BVI and ECLAC leaders urge faster action on Sustainable Development Goals at regional forum

Against the backdrop of the recently concluded 9th Meeting of the Forum of the Countries of Latin America and the Caribbean on Sustainable Development in Santiago, Chile, senior representatives from the United Nations Economic Commission for Latin America and the Caribbean (ECLAC) and the British Virgin Islands (BVI) held a critical bilateral discussion focused on accelerating sustainable development across the region. The meeting brought together Benito Wheatley, BVI Special Envoy and Vice Chair of ECLAC’s 40th Session, and ECLAC Executive Secretary José Manuel Salazar-Xirinachs, as part of ECLAC’s ongoing cross-regional engagement work.

According to an official press statement released by the BVI government, both leaders converged on a shared urgent message: global progress toward the UN Sustainable Development Goals (SDGs) in the region is severely off track, with just 19% of targets currently implemented. With only four years remaining until the 2030 deadline for full SDG adoption, the pair emphasized that immediate, coordinated action is required to close the existing gap.

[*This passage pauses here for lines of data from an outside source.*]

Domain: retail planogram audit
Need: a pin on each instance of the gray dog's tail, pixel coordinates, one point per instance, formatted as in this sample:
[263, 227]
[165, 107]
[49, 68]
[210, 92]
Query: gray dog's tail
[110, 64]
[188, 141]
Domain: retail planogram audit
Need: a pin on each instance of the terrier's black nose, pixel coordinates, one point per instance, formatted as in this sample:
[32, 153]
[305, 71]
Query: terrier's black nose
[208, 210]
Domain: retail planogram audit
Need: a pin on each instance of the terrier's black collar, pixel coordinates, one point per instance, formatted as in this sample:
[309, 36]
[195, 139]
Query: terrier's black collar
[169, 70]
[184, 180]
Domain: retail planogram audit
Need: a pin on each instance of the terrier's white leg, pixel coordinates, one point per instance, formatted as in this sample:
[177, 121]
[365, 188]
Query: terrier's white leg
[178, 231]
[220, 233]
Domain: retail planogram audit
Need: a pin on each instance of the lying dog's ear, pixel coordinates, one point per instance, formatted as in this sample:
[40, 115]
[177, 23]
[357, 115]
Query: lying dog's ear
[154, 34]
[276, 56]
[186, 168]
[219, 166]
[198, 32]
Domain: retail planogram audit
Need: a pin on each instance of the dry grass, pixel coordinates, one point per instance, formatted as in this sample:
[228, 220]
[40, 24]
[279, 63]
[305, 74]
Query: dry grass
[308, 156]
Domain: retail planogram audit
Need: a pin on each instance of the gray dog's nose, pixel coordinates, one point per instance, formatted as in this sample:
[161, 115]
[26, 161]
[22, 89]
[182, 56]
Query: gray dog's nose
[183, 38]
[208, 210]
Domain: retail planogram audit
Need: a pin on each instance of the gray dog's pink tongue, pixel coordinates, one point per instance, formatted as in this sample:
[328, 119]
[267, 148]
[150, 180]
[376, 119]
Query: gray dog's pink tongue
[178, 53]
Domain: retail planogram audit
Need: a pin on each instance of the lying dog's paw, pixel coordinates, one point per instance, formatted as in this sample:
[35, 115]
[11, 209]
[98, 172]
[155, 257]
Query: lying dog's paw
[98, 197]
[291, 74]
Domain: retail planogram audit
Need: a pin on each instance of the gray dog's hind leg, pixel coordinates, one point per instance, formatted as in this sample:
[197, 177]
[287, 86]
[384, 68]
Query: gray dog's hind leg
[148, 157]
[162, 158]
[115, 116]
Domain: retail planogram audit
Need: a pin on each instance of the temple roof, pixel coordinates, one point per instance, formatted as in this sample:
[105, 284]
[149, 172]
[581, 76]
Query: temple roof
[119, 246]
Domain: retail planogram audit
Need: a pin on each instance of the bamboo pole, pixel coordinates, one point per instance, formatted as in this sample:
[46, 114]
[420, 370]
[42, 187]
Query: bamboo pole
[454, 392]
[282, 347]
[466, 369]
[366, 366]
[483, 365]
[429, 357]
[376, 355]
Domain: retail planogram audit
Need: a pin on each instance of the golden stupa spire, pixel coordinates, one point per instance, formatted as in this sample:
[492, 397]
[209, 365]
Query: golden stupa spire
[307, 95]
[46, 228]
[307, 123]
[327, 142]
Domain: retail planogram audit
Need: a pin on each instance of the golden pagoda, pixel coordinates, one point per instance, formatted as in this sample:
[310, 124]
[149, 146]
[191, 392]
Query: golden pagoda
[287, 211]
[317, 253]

Wheatley opened the discussion by commending ECLAC and Salazar-Xirinachs for the body’s consistent, targeted focus on addressing persistent regional development gaps and rolling out inclusive productive development strategies. He noted that when these frameworks are adopted and adapted by national governments across Latin America and the Caribbean, they can unlock transformative, tangible economic and social progress that benefits marginalized and vulnerable communities across the region.

The BVI envoy also went on to stress the growing importance of expanding technical cooperation across the Latin America and Caribbean region, particularly in three high-priority areas: climate and disaster resilience, cross-border investment, and accessible technology transfer. He highlighted that most regional economies are operating with extremely constrained fiscal space, driven primarily by heavy national debt loads and repeated emergency spending required to respond to unforeseen external shocks. In this context, targeted investment has become one of the most critical tools for sustaining long-term, inclusive growth across the subregion, he added.

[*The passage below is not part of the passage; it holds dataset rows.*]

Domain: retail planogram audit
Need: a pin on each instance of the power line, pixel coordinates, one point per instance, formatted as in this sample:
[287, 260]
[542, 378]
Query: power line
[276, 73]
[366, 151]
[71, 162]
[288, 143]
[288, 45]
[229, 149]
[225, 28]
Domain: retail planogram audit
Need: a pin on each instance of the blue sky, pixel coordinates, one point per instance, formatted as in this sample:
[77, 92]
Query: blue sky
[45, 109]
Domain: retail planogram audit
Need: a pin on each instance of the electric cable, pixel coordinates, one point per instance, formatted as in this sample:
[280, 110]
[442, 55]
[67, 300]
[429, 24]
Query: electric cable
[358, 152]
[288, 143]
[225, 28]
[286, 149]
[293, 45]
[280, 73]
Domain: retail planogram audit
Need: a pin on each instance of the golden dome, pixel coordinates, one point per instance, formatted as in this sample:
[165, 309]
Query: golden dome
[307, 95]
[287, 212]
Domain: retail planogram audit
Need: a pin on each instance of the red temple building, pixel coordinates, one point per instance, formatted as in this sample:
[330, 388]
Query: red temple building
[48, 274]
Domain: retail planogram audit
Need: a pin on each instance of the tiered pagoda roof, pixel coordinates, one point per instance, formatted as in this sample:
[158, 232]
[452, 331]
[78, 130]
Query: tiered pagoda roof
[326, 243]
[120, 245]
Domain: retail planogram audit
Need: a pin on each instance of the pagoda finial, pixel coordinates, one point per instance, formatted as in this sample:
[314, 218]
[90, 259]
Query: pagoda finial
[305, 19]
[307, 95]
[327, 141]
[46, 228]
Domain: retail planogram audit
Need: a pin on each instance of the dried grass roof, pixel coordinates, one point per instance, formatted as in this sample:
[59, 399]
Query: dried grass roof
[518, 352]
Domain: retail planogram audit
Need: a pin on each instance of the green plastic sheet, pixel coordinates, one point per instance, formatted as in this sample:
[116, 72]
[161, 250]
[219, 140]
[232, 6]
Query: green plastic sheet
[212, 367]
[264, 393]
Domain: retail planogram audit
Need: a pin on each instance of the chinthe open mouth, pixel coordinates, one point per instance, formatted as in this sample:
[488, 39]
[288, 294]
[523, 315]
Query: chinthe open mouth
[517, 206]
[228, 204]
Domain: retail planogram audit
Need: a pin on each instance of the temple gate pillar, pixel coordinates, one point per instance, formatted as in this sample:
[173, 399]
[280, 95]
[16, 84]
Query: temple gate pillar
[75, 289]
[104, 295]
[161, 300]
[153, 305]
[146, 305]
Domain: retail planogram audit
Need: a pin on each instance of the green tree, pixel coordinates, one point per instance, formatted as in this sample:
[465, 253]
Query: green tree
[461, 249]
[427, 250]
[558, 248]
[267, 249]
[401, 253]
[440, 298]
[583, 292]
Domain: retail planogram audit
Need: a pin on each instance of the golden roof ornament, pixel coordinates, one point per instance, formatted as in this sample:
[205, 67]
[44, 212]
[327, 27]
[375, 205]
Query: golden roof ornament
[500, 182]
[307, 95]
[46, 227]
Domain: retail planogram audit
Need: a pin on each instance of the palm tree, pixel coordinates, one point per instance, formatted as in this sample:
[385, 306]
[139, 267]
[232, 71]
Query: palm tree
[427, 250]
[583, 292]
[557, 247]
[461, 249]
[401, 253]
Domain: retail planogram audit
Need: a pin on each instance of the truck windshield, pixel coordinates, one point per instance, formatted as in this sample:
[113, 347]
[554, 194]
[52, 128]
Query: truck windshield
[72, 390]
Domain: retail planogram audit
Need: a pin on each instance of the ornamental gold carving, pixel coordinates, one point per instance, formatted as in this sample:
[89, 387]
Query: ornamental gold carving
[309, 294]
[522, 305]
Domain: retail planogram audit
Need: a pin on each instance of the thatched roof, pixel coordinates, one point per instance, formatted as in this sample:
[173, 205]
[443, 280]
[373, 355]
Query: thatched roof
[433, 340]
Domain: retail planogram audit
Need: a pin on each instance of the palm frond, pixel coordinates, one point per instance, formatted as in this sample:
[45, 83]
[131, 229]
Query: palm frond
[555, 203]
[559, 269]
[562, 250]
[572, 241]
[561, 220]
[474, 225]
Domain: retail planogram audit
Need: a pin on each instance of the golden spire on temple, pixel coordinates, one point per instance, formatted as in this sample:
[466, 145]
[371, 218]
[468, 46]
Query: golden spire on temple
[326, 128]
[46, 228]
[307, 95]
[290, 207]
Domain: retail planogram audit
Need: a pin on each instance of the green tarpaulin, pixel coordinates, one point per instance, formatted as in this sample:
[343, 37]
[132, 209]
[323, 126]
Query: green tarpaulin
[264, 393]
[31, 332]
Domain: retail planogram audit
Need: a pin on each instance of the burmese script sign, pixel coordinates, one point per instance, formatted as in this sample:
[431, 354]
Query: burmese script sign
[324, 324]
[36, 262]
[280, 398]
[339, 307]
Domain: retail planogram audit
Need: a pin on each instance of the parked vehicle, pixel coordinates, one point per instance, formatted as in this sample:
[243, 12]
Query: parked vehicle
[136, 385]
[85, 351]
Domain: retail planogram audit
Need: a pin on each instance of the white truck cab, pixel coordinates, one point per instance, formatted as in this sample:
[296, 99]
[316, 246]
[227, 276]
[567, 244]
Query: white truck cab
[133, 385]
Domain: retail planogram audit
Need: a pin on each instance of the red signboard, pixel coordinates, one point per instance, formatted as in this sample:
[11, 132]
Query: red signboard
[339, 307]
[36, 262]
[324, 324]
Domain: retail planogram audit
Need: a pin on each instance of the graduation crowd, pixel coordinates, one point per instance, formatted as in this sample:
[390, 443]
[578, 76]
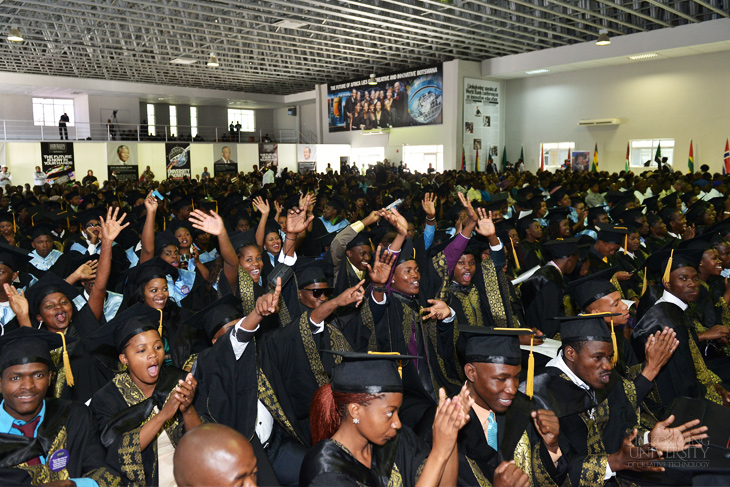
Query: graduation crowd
[383, 329]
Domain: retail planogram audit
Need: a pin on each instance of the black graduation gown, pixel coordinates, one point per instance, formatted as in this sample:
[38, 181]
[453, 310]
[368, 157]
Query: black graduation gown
[517, 439]
[328, 463]
[66, 425]
[227, 393]
[121, 410]
[543, 298]
[292, 360]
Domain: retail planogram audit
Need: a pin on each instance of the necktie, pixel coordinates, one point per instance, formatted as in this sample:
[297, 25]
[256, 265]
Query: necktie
[492, 431]
[28, 430]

Responding to Wheatley’s remarks, Salazar-Xirinachs reaffirmed ECLAC’s longstanding commitment to supporting sustainable development efforts in the BVI and all Caribbean Small Island Developing States (SIDS). He pushed back against the narrative that middle-income classification – a category that includes most Caribbean nations – eliminates the need for continued international support. For SIDS, which face outsized vulnerability to climate disasters and global economic volatility, sustained international assistance remains non-negotiable for advancing the SDGs, he noted.

Salazar-Xirinachs also recognized the BVI’s active leadership role during the recent Forum meeting. In his capacity as Vice Chair of the Caribbean Development and Cooperation Committee, Wheatley led a dedicated Caribbean-focused panel exploring the implementation of the Antigua and Barbuda Agenda for SIDS through expanded South-South cooperation.

Closing the discussion, Wheatley reaffirmed the BVI’s unwavering commitment to both regional collaboration and the global sustainable development agenda. “Through our various leadership roles within UN ECLAC, the British Virgin Islands will continue to advocate for the Caribbean to ensure the subregion’s priorities, including climate resilience, are taken into account in the inter-governmental deliberations of the wider region on the 2030 Agenda, and that there is closer collaboration between the Caribbean and Latin America on the implementation of the SDGs in the remaining period,” he stated.

The 9th Forum of the Countries of Latin America and the Caribbean on Sustainable Development was hosted in the Chilean capital from April 13 to 16, 2026, bringing together hundreds of government officials, UN representatives, and civil society stakeholders to align on sustainable development action.